Jusqu'où peut aller la collaboration entre policiers et videurs du "Carré" ?

Dans le flou de la vidéosurveillance, un avant-bras qui pendouille; une fracture difficile à ne pas voir, que les policier n'ont pas voulu voir.
Dans le flou de la vidéosurveillance, un avant-bras qui pendouille; une fracture difficile à ne pas voir, que les policier n'ont pas voulu voir. - © Tous droits réservés

Un dossier de brutalités policières, un de plus, est arrivé à l'audience correctionnelle, ce mercredi à Liège. C'est le quatrième depuis le début de l'année. Cette fois, c'est sur une intervention musclée de sorteurs et d'agents de la paix publique, dans le "carré", que la justice se penche.

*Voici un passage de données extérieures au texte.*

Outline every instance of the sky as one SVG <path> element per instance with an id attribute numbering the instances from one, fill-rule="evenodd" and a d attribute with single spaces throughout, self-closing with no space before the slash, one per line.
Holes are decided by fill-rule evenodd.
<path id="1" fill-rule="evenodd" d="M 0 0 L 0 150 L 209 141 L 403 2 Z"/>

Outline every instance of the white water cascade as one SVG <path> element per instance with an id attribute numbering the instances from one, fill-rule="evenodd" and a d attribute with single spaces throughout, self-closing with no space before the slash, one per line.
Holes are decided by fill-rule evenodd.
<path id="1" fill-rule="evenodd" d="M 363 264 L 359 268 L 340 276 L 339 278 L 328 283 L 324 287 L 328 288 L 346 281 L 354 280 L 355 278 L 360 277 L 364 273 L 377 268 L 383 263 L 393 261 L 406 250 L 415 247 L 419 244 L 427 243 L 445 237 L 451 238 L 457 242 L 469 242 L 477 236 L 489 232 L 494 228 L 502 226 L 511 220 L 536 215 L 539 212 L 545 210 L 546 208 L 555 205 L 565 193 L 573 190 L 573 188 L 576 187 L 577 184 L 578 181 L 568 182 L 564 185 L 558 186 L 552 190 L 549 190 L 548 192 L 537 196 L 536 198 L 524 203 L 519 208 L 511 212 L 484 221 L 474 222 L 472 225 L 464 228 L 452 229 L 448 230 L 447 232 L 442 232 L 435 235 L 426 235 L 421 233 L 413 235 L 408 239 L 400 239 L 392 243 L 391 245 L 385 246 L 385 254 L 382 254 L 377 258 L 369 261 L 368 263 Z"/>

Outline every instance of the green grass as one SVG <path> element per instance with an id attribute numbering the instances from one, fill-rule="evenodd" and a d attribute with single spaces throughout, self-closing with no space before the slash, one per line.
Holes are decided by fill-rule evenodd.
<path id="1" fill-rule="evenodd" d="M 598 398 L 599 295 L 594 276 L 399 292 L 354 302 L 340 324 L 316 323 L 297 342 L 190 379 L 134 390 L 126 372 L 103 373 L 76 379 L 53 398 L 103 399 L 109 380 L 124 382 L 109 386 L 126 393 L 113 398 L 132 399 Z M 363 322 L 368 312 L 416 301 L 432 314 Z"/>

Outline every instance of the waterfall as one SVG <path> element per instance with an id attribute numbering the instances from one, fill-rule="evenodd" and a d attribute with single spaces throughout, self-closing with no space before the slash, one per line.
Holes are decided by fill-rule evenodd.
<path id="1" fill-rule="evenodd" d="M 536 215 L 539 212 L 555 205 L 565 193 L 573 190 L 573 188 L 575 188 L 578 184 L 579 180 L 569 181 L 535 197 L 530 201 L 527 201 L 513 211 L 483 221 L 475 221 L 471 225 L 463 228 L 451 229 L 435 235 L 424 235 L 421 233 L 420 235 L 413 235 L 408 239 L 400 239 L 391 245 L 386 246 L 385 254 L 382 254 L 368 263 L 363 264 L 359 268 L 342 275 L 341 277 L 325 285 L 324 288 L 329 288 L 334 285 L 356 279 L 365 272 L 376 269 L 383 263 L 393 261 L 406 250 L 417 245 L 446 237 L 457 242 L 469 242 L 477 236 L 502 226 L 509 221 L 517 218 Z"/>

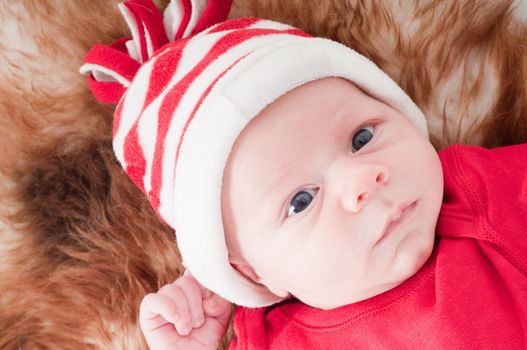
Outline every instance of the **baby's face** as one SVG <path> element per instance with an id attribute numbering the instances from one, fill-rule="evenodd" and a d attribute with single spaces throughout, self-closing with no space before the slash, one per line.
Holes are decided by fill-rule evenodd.
<path id="1" fill-rule="evenodd" d="M 236 140 L 222 189 L 230 260 L 314 307 L 367 299 L 429 257 L 442 195 L 438 155 L 408 119 L 346 80 L 320 79 Z"/>

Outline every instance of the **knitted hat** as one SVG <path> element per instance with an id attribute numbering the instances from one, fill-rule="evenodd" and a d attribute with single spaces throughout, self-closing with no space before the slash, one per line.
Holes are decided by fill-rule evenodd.
<path id="1" fill-rule="evenodd" d="M 257 18 L 225 20 L 231 0 L 120 5 L 132 38 L 96 45 L 81 73 L 116 103 L 113 147 L 122 167 L 174 228 L 183 264 L 211 291 L 243 306 L 280 301 L 228 261 L 223 171 L 243 128 L 286 92 L 345 78 L 427 134 L 410 98 L 375 64 L 331 40 Z"/>

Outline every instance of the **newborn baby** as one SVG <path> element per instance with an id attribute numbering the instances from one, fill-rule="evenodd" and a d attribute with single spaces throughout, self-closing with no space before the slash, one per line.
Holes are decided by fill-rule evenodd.
<path id="1" fill-rule="evenodd" d="M 134 37 L 81 70 L 188 269 L 141 304 L 151 348 L 217 348 L 230 302 L 232 348 L 527 343 L 525 146 L 438 155 L 356 52 L 174 4 L 125 3 Z"/>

C'est l'histoire d'un septuagénaire, prof d'unif, qui fête son anniversaire avec sa femme et ses fils. Après un repas arrosé, ils vont prendre un dernier verre, dans un établissement du "carré". Tout à coup, apparemment à cause d'une bière non payée, les esprits s'échauffent et l'un des jeunes gens est évacué, sans ménagement, par deux videurs. Dans l'escalier, se rebelle-t-il, ou heurte-t-il accidentellement la rampe ? Il se retrouve dehors avec le bras cassé. Radius et cubitus brisés net.

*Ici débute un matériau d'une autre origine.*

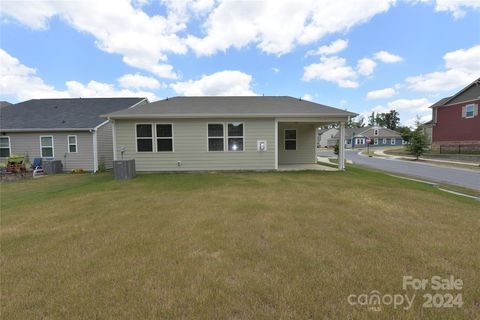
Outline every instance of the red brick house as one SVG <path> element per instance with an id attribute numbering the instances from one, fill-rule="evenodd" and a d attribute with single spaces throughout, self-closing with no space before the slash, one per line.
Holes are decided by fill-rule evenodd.
<path id="1" fill-rule="evenodd" d="M 432 149 L 442 152 L 480 152 L 480 78 L 432 108 Z"/>

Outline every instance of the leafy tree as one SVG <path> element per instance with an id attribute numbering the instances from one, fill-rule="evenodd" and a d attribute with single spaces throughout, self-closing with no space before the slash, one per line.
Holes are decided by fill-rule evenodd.
<path id="1" fill-rule="evenodd" d="M 368 125 L 374 126 L 376 123 L 375 112 L 373 111 L 372 114 L 368 117 Z"/>
<path id="2" fill-rule="evenodd" d="M 375 116 L 375 124 L 380 127 L 385 127 L 386 126 L 386 121 L 385 121 L 385 113 L 377 113 Z"/>
<path id="3" fill-rule="evenodd" d="M 381 123 L 381 126 L 388 129 L 395 130 L 400 124 L 399 113 L 395 110 L 390 110 L 387 113 L 381 113 L 378 115 L 378 117 L 380 118 L 379 123 Z"/>
<path id="4" fill-rule="evenodd" d="M 425 153 L 428 143 L 427 143 L 427 137 L 423 133 L 423 129 L 420 125 L 420 121 L 418 118 L 415 124 L 417 128 L 410 133 L 410 141 L 409 141 L 410 143 L 407 146 L 407 149 L 408 151 L 413 153 L 416 159 L 418 160 L 418 158 Z"/>
<path id="5" fill-rule="evenodd" d="M 350 119 L 347 122 L 347 128 L 363 128 L 363 127 L 365 127 L 363 116 L 360 116 L 360 117 L 355 118 L 355 119 L 357 119 L 357 120 Z"/>
<path id="6" fill-rule="evenodd" d="M 410 127 L 407 127 L 407 126 L 397 127 L 396 131 L 402 135 L 403 140 L 407 142 L 410 141 L 410 137 L 412 135 L 412 129 L 410 129 Z"/>
<path id="7" fill-rule="evenodd" d="M 390 110 L 389 112 L 377 114 L 375 114 L 375 112 L 372 112 L 369 117 L 369 125 L 371 126 L 377 125 L 380 127 L 395 130 L 399 124 L 399 113 L 395 110 Z"/>
<path id="8" fill-rule="evenodd" d="M 337 144 L 333 147 L 333 153 L 338 155 L 339 150 L 340 150 L 340 145 L 337 142 Z"/>

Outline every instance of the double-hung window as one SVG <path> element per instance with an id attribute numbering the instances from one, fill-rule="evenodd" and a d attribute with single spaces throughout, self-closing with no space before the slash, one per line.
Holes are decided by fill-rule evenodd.
<path id="1" fill-rule="evenodd" d="M 373 139 L 373 144 L 378 145 L 378 138 Z"/>
<path id="2" fill-rule="evenodd" d="M 207 130 L 208 151 L 223 151 L 225 148 L 223 123 L 209 123 Z"/>
<path id="3" fill-rule="evenodd" d="M 373 135 L 378 136 L 378 129 L 373 130 Z"/>
<path id="4" fill-rule="evenodd" d="M 285 129 L 285 150 L 297 150 L 296 129 Z"/>
<path id="5" fill-rule="evenodd" d="M 390 139 L 390 144 L 395 144 L 395 138 Z"/>
<path id="6" fill-rule="evenodd" d="M 173 152 L 172 124 L 157 124 L 157 152 Z"/>
<path id="7" fill-rule="evenodd" d="M 227 134 L 228 151 L 243 151 L 243 123 L 228 123 Z"/>
<path id="8" fill-rule="evenodd" d="M 387 138 L 383 138 L 382 143 L 387 144 Z"/>
<path id="9" fill-rule="evenodd" d="M 475 116 L 475 105 L 468 104 L 465 106 L 465 118 L 473 118 Z"/>
<path id="10" fill-rule="evenodd" d="M 40 137 L 40 154 L 42 158 L 53 158 L 55 155 L 53 150 L 53 137 L 41 136 Z"/>
<path id="11" fill-rule="evenodd" d="M 77 136 L 68 136 L 68 152 L 76 153 L 77 152 Z"/>
<path id="12" fill-rule="evenodd" d="M 152 124 L 137 124 L 137 152 L 152 152 L 153 151 L 153 125 Z"/>
<path id="13" fill-rule="evenodd" d="M 0 158 L 10 157 L 10 137 L 0 137 Z"/>

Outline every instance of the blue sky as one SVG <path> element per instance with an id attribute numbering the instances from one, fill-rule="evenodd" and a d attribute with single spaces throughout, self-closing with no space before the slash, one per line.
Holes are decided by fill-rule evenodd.
<path id="1" fill-rule="evenodd" d="M 468 0 L 2 1 L 0 98 L 290 95 L 403 123 L 480 77 Z M 112 10 L 114 8 L 114 10 Z"/>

C'est alors que le personnel de sécurité du bistrot appelle une patrouille qui décide aussitôt d'emmener au poste les deux frères et leur père, menottés dans le dos. Même le gars qui a le bras cassé. Malgré les avertissements de la mère, qui est médecin, l'agent de première ligne croit à une simulation, pour l'amadouer. Au commissariat, les hurlements de douleurs sont pris pour des cris de rage. Il se trouve même, à l'audience, un divisionnaire  chargé de la fouille et de la mise en cellule, pour affirmer qu'il n'a à aucun moment été informé de l'état du blessé, qui doit attendre l'aube pour aller enfin à l’hôpital .

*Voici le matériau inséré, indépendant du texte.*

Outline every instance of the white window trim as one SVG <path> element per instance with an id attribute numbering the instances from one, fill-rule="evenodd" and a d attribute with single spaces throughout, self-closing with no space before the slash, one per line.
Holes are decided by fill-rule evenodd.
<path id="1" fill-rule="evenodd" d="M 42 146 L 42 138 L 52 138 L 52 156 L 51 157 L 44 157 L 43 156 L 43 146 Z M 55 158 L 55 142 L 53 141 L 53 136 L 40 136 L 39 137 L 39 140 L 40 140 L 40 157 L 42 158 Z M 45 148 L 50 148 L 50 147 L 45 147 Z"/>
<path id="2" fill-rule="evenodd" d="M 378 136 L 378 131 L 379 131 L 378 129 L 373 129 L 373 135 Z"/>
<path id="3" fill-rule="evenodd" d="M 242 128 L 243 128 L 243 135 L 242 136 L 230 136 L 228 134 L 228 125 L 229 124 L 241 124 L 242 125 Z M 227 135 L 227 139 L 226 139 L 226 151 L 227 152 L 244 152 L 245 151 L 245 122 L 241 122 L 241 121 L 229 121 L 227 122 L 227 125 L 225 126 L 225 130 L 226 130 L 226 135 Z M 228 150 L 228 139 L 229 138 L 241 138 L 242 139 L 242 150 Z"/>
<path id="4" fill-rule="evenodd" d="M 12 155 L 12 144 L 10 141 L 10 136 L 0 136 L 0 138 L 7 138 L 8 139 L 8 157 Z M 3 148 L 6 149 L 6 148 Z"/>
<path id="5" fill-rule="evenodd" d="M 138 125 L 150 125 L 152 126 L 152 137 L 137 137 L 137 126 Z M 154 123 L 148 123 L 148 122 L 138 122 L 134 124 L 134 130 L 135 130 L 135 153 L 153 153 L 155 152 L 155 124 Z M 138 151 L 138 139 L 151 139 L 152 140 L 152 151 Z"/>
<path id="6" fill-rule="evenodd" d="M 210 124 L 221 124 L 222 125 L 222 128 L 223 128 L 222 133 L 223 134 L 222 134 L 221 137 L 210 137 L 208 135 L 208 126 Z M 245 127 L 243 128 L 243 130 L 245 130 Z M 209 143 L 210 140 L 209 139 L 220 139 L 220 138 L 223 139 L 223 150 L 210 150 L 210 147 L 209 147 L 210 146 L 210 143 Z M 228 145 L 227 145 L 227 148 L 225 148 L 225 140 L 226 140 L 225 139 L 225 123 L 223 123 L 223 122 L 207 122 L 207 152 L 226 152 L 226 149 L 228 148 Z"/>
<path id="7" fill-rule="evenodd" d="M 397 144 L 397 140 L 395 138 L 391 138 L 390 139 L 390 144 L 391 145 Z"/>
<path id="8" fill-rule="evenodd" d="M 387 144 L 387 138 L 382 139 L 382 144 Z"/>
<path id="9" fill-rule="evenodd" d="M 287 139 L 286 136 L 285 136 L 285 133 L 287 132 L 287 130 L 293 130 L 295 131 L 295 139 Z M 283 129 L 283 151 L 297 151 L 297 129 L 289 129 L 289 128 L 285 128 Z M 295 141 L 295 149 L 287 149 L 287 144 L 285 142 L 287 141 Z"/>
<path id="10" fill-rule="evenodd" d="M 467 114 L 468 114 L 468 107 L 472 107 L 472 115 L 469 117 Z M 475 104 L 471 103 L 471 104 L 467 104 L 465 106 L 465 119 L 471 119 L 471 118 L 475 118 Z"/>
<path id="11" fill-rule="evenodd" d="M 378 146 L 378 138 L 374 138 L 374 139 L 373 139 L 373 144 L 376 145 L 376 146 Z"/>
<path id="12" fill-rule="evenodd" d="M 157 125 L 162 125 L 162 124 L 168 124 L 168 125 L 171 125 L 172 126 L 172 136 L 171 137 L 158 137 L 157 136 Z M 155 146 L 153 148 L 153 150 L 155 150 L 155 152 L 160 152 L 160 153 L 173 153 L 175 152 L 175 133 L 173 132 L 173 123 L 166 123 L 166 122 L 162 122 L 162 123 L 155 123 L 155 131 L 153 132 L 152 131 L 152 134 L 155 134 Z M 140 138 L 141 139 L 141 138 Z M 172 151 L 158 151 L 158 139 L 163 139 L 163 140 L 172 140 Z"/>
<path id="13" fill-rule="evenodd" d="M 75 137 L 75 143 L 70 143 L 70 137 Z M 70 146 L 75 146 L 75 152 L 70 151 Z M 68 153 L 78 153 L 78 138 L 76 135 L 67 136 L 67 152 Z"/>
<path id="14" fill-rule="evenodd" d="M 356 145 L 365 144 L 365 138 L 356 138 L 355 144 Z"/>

Au tribunal, à présent, l'enchaînement des énervements, des insultes, des coups n'est pas évident à reconstituer. Les versions divergent.... Les policiers mégotent, sur la torsion du coude ou de l'épaule, sur la pression pour immobiliser le récalcitrant. Mais ce n'est pas l'essentiel. Le problème, c'est que les agents de la paix publique n'ont à aucun moment tenté de comprendre la situation: ils ont comme obéi aux sorteurs. Ils ont suivi leurs indications. Sans la moindre distance. Avec une sorte de confiance aveugle. La collaboration entre forces de l'ordre et  gardiennage privé, c'est l'une des questions de ce procès qui doit se poursuivre en juin.